When we brought Jasper home at just 8 weeks old and who is now 8 months old, apart from the first two nights, he was not allowed to stay in our bedroom overnight. He was allowed to sleep on our bed but when we were ready for sleep at night he was placed on his cushion on the landing where he remained until we awoke the following morning and it worked fine. If he awoke during the night there were toys and small scratching post available with which he could play and he had his litter tray and food and drink in the hallway should he need them during the night. I also had a small very low output LED nightlight on the landing for him so that he could see what he was doing on the stairs if he wished.

You are worried about him chewing wires...that is your first step...protect the wires or remove them if possible so that he can't chew them and then you can rest easy and he can stay out of the bedroom at night so you can get your sleep. Remember he's a kitten and kittens like to play so just remove the dangers so he can't get into trouble and let him get on with his own thing.

Jasper soon learned that at night he didn't sleep in the bedroom and to be fair he never mewed to be let in. If you concede and let him in the bedroom every time he whimpers then he will soon learn that if he cries you'll let him in...unless there's a good reason why he should be in then DON'T let him in...simple!
In the past couple of months we've actually left the bedroom door slightly ajar and Jasper has actually been allowed to come and go in our bedroom at night and apart from one or two rare occasions at first, we have never even noticed him in there. At first he slept on top of the duvet at our feet but since I got him his cat barrel, when he's ready for his proper sleep at night he now gets off the bed of his own volition after napping and settles down for the night on his barrel's bed. It's become his bedtime routine and quite funny really.

He does have a habit of coming up to our faces purring loudly to see if we're awake often between the hours of 5.00 and 6.00am and will lick our hands if we respond by stroking him and then go back to sleep but even if we don't respond he'll either go back to sleep at our feet or more than likely go back to his own bed. He has learned that when we're sleeping he isn't allowed to bother us! To be honest, I feel quite a hypocritical as both OH and myself can't seem to let him sleep without stroking him! Poor little fella is always being stroked as he looks so cute when he's sleeping!

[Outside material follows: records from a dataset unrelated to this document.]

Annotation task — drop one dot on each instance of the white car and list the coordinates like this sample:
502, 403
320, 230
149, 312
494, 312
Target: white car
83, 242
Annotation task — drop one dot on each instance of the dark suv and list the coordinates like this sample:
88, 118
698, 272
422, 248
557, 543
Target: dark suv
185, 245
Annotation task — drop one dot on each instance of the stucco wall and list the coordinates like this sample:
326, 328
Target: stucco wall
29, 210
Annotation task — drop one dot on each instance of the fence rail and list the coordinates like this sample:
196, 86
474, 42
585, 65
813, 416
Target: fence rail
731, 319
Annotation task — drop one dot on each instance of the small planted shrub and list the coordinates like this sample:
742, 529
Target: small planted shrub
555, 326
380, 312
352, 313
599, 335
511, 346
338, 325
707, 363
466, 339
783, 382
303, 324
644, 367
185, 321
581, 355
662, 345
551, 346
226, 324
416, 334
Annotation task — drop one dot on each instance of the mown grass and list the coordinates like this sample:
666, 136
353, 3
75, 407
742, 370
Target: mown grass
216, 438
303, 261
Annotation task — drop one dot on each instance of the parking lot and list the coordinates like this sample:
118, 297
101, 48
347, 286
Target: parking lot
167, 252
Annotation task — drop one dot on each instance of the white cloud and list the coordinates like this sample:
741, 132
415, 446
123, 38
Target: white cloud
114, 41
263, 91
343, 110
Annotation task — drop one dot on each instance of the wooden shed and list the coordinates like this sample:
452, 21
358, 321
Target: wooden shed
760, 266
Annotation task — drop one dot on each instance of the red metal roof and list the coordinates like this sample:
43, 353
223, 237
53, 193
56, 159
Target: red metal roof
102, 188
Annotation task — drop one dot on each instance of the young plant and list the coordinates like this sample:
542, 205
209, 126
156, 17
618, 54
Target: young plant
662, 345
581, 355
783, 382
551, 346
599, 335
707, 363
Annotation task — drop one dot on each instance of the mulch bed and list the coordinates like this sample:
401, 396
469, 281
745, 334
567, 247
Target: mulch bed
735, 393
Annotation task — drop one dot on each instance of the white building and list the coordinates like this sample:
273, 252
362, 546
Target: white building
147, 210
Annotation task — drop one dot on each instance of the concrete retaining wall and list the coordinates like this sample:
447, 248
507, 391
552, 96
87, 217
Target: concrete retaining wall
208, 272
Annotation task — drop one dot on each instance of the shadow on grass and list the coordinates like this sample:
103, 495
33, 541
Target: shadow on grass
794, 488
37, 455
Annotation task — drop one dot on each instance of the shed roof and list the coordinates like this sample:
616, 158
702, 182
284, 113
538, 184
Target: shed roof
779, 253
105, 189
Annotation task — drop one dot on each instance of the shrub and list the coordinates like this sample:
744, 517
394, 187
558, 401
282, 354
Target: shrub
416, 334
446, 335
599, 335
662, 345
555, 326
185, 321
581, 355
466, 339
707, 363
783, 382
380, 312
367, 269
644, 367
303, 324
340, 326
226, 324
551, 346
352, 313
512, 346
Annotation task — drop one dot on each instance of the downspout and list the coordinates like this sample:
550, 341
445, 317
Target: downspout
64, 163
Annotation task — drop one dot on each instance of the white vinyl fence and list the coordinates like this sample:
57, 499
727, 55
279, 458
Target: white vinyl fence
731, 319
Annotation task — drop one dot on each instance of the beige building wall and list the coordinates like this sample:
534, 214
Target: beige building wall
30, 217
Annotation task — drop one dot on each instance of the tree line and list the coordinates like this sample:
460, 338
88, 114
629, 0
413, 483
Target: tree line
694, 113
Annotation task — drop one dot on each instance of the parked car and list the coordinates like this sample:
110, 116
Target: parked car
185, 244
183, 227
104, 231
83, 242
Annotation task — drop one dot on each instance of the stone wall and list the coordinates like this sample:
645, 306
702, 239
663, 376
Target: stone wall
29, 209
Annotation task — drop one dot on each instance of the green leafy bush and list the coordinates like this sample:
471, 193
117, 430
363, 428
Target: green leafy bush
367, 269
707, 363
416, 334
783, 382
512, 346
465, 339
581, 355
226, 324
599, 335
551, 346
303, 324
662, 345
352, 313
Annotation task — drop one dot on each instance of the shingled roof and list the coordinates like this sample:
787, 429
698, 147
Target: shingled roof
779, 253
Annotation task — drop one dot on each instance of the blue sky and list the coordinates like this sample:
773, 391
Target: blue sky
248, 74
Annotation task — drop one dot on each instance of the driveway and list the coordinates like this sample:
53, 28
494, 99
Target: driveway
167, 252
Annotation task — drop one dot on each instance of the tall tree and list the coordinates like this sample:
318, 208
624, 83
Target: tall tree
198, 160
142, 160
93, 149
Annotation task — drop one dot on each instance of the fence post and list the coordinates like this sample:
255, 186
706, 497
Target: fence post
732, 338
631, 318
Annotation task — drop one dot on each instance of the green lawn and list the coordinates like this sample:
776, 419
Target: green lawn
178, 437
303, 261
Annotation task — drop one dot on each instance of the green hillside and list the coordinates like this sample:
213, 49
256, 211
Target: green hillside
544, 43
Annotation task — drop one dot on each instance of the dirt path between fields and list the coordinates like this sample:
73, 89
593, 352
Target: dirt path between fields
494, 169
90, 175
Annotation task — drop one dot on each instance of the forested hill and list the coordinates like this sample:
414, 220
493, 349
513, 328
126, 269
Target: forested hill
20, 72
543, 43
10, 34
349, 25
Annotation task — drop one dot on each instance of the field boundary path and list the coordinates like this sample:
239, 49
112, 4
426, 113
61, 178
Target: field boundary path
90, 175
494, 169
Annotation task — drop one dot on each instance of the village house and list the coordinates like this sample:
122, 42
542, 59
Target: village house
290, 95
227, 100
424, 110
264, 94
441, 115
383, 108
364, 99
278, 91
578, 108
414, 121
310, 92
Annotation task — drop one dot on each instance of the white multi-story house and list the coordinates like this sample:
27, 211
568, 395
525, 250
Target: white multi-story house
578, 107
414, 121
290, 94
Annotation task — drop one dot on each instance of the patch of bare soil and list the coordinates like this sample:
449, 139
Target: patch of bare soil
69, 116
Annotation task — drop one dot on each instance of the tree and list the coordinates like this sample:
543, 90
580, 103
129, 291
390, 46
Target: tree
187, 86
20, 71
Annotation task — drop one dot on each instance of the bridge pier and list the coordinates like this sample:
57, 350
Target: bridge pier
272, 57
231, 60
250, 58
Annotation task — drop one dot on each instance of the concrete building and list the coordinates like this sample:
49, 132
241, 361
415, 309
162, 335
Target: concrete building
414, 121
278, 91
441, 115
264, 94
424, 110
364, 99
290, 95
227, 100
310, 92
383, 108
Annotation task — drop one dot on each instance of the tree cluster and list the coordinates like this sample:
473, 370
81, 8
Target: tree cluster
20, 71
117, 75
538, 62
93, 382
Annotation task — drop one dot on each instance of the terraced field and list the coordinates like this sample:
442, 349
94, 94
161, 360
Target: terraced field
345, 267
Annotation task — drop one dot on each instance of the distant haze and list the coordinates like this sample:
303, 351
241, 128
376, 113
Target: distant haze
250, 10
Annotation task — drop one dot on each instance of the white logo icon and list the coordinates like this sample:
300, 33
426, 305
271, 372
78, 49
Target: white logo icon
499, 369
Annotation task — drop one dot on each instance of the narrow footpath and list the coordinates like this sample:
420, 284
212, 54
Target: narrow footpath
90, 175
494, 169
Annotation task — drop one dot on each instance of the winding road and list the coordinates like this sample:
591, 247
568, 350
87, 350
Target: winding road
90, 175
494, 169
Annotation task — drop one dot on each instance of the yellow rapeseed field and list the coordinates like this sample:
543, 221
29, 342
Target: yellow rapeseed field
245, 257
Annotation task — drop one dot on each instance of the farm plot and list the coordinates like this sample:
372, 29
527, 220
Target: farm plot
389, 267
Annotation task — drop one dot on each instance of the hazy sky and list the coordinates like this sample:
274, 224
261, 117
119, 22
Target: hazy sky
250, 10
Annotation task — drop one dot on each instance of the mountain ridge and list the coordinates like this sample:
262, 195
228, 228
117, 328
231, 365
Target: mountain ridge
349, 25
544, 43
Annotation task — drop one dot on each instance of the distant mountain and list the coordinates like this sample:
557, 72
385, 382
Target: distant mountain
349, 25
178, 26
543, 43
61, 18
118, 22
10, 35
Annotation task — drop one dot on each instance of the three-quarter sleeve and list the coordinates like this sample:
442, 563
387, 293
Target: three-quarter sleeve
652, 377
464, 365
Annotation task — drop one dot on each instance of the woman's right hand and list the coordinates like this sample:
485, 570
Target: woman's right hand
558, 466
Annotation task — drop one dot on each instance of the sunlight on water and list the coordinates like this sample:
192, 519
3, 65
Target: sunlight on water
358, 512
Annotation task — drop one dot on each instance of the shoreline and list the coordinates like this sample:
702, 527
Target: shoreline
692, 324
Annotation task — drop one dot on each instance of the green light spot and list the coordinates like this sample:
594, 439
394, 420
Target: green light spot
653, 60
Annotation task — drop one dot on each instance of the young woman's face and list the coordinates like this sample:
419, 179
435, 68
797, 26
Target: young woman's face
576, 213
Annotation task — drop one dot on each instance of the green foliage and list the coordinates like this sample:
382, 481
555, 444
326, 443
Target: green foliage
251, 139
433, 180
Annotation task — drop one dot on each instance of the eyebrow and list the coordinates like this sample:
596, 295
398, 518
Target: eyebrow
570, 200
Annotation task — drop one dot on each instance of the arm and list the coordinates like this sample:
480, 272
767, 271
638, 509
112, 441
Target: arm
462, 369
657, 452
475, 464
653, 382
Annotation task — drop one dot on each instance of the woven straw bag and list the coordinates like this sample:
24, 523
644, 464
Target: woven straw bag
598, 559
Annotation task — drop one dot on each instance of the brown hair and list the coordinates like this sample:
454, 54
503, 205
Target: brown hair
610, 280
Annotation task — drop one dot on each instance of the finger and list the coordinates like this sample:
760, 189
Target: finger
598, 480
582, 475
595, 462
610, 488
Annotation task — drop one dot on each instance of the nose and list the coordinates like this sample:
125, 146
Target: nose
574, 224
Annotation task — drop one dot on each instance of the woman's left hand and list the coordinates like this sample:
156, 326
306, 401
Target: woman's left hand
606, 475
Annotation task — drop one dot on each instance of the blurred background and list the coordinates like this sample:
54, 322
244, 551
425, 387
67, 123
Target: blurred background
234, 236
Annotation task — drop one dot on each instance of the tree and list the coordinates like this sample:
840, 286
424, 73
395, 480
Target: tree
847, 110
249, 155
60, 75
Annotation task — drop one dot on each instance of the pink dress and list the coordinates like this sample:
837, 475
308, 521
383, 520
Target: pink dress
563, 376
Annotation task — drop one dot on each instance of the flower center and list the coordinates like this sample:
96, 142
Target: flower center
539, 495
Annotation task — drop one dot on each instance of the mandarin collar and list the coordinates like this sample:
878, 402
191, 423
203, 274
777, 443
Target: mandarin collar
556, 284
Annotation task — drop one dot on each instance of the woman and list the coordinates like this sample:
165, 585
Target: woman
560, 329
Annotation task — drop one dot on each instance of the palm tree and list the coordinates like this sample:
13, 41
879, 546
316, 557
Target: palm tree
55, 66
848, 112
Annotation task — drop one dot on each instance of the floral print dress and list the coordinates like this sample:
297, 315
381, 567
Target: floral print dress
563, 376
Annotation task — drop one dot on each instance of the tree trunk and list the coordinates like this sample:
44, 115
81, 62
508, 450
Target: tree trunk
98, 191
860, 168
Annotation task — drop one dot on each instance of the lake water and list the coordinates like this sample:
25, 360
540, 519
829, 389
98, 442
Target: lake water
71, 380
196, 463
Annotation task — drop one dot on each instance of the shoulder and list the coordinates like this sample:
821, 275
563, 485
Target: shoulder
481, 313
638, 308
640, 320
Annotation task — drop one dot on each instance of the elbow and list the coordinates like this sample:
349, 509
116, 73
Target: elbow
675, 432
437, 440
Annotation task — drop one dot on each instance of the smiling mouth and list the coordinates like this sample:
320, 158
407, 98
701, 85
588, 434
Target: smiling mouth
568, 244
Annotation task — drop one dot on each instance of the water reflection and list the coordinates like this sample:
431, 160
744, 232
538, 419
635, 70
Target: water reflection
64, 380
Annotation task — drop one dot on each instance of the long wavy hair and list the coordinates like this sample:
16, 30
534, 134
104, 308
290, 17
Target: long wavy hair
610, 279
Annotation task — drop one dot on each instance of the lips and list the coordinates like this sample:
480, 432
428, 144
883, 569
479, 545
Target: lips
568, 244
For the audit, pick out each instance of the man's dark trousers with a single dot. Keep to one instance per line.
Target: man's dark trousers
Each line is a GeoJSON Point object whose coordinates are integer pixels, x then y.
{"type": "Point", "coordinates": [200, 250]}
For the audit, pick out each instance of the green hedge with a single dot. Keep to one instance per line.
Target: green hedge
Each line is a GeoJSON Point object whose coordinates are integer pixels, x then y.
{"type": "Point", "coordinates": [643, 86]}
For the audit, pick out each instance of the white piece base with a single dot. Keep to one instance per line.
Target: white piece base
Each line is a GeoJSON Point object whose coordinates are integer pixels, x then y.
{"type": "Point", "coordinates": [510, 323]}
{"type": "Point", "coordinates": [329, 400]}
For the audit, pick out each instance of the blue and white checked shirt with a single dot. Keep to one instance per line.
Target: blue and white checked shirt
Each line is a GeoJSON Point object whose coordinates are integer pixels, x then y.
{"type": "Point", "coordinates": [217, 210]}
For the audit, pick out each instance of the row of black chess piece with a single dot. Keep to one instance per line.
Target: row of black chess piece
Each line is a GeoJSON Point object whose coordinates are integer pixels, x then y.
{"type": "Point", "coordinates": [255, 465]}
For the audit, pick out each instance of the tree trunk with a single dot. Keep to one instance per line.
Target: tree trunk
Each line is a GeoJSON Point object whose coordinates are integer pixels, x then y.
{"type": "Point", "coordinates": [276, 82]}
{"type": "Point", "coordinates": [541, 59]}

So my advice is get him into a routine and be strict about when he is and isn't allowed to be in the bedroom and stick to it! if you make sure he's safe and has his toys and litter tray and food accessible, he'll do just fine and you'll get your sleep. Later when he gets older you can then introduce him to sleeping in the bedroom overnight just as we have done and hopefully both of you will get your sleep without disturbing each other!


----------